Final Verdict: How Good is LifeLock’s Family Plan?

LifeLock’s family plans are very good. They’re cost effective at each tier, save for the Select plan (another reason why it falls a bit flat, in my opinion) and offer a lot of coverage.

Even better, LifeLock plans are flexible. You don’t have a rigid set of plans that may require you to pay for coverage for kids if you don’t have them, or even require you to pay for a second adult plan if you don’t have anyone else to cover.

Their family plans also have a bit more flexibility in that not everyone needs to live under the same roof.
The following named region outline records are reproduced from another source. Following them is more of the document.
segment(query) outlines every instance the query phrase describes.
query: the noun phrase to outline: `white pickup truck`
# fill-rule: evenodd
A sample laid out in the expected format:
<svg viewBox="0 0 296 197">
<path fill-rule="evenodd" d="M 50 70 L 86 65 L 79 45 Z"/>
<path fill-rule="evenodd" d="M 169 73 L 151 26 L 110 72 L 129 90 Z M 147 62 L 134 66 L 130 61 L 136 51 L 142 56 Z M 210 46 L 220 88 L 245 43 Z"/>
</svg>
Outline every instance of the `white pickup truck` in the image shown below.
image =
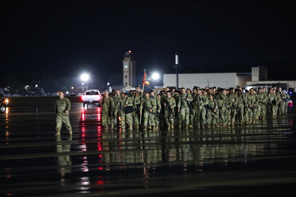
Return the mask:
<svg viewBox="0 0 296 197">
<path fill-rule="evenodd" d="M 98 89 L 86 90 L 81 98 L 82 99 L 82 106 L 84 107 L 86 104 L 87 107 L 88 107 L 89 105 L 98 105 L 98 106 L 99 107 L 99 102 L 102 97 Z"/>
</svg>

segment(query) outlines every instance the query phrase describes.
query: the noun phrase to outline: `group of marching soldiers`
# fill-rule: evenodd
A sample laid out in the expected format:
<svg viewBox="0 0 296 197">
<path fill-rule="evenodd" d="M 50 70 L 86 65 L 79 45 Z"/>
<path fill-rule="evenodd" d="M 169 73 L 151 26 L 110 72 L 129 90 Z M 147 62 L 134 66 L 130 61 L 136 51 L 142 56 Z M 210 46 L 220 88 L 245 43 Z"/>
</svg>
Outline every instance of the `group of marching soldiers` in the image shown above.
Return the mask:
<svg viewBox="0 0 296 197">
<path fill-rule="evenodd" d="M 255 123 L 265 120 L 267 111 L 270 118 L 287 113 L 290 96 L 281 87 L 274 86 L 266 91 L 239 87 L 225 89 L 215 87 L 205 88 L 194 87 L 192 90 L 184 88 L 171 91 L 168 87 L 157 95 L 153 90 L 142 91 L 139 86 L 127 95 L 119 90 L 108 92 L 100 101 L 102 119 L 105 130 L 119 128 L 121 130 L 138 129 L 155 130 L 160 127 L 188 129 L 218 128 L 235 125 Z M 126 113 L 125 108 L 134 110 Z M 127 126 L 126 126 L 126 123 Z"/>
</svg>

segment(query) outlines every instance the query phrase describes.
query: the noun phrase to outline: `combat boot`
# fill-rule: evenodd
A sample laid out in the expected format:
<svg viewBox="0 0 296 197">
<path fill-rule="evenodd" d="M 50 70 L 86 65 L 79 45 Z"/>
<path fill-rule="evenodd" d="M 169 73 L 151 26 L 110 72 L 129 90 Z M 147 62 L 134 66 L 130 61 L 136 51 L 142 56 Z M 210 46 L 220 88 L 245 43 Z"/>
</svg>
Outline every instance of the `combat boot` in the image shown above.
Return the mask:
<svg viewBox="0 0 296 197">
<path fill-rule="evenodd" d="M 104 130 L 105 130 L 105 131 L 106 131 L 106 130 L 108 130 L 108 125 L 105 125 L 104 126 L 105 127 L 105 128 L 104 129 Z"/>
</svg>

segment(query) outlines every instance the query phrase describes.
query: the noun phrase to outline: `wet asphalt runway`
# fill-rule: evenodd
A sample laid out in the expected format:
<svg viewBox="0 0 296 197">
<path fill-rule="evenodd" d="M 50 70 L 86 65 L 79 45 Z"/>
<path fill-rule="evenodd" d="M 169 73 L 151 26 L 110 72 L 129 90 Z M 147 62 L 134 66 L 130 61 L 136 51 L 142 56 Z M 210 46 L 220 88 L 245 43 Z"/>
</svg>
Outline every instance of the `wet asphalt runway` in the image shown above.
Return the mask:
<svg viewBox="0 0 296 197">
<path fill-rule="evenodd" d="M 295 196 L 294 108 L 243 126 L 106 131 L 100 108 L 68 97 L 73 135 L 57 137 L 58 97 L 9 98 L 0 196 Z"/>
</svg>

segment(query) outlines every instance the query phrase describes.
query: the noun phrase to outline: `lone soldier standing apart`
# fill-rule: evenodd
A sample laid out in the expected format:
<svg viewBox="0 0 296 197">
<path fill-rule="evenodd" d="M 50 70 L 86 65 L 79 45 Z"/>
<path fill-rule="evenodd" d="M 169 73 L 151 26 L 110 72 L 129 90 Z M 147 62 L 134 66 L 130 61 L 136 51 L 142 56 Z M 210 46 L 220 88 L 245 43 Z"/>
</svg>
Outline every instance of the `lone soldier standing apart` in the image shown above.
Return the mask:
<svg viewBox="0 0 296 197">
<path fill-rule="evenodd" d="M 102 107 L 102 122 L 105 127 L 104 130 L 108 130 L 109 125 L 111 123 L 111 117 L 114 111 L 114 100 L 111 97 L 109 97 L 108 91 L 104 93 L 104 97 L 100 100 L 100 105 Z M 114 125 L 111 125 L 111 129 L 114 128 Z"/>
<path fill-rule="evenodd" d="M 69 131 L 69 134 L 72 135 L 72 127 L 69 120 L 69 111 L 71 108 L 71 103 L 67 98 L 64 96 L 64 92 L 60 91 L 59 94 L 59 98 L 56 101 L 54 106 L 54 113 L 56 117 L 57 133 L 55 135 L 60 136 L 62 122 L 66 126 Z"/>
</svg>

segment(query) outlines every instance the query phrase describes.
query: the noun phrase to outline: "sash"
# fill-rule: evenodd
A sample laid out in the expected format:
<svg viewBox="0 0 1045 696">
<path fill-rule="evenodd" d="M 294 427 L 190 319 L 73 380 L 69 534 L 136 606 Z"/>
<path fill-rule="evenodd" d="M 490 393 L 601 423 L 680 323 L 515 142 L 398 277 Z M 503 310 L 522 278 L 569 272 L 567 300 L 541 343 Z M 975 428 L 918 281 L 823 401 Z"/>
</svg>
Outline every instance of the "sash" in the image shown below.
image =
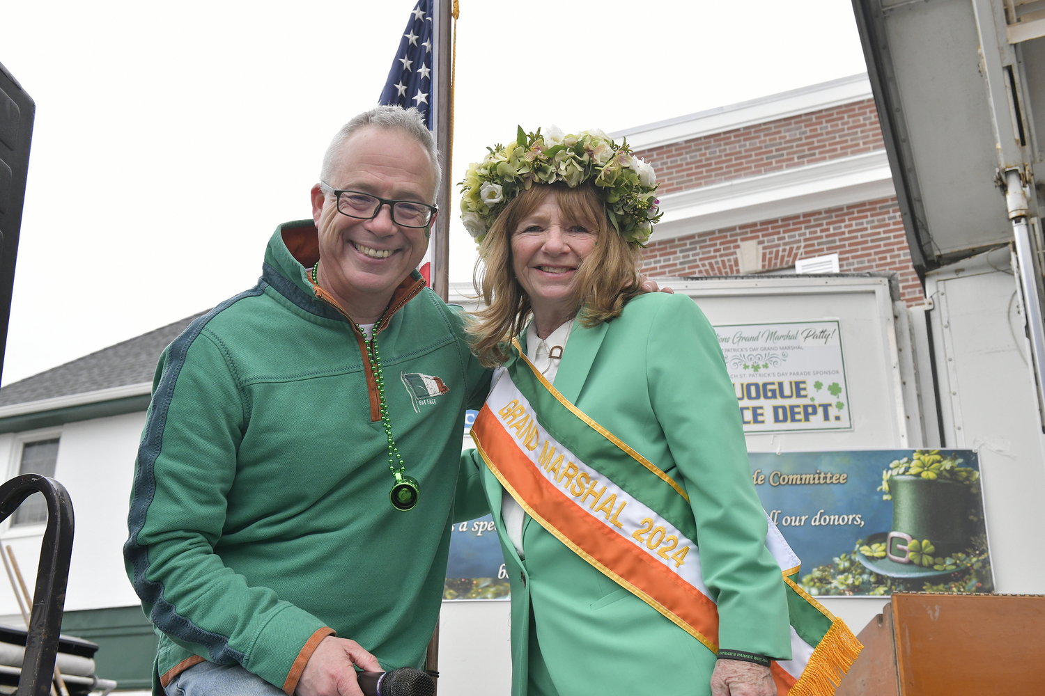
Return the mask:
<svg viewBox="0 0 1045 696">
<path fill-rule="evenodd" d="M 562 397 L 517 340 L 475 417 L 472 439 L 505 489 L 577 555 L 718 652 L 718 610 L 700 571 L 686 490 Z M 772 662 L 780 694 L 830 695 L 863 646 L 793 580 L 800 561 L 768 519 L 792 659 Z"/>
</svg>

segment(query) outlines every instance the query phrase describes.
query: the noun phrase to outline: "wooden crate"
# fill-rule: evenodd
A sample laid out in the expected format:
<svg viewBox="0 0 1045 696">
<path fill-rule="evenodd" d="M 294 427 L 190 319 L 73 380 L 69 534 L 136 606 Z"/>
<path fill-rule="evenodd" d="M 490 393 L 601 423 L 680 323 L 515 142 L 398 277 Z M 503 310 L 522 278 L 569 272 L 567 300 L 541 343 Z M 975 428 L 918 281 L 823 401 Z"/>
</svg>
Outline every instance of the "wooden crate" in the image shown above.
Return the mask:
<svg viewBox="0 0 1045 696">
<path fill-rule="evenodd" d="M 1045 694 L 1045 596 L 902 593 L 836 696 Z"/>
</svg>

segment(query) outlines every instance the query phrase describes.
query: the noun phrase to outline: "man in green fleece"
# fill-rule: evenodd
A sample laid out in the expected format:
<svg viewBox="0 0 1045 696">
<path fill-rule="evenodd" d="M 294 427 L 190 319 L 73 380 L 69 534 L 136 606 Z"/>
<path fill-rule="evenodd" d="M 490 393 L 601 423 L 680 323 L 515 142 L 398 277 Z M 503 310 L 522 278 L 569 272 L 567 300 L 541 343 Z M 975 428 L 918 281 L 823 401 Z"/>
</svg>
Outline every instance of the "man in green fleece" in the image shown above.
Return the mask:
<svg viewBox="0 0 1045 696">
<path fill-rule="evenodd" d="M 490 380 L 414 270 L 439 179 L 416 112 L 354 118 L 312 219 L 160 358 L 124 545 L 154 694 L 355 696 L 355 666 L 423 667 Z"/>
</svg>

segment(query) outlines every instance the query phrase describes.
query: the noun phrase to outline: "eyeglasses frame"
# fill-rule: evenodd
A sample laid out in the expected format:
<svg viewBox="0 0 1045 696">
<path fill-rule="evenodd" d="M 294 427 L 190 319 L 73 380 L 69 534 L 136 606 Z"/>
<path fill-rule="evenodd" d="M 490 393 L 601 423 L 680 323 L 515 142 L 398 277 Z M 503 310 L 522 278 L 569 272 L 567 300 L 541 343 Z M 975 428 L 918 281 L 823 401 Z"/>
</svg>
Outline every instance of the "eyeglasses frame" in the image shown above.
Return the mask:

You can cover all your family members even if they happen to be separated for whatever reason. This includes circumstances like if you and your spouse are currently separated, but not divorced (particularly if your kids live with them fully or part time) , you live in different cities for work, your kid is going off to college and you want a second adult account for them, and so on.

This is something that can’t be said for some of LifeLock’s competitors (such as Identity Guard) and is a strong reason to potentially buy a LifeLock family plan over other options on its own. The relatively great quality of another service’s monitoring or features you prefer more don’t really matter if you want to cover your whole family, but are unable to because of the way their family policies work.

All in all, LifeLock has some of, if not the best family plans on the market, and Lifelock are well worth looking into to see if they fit your needs.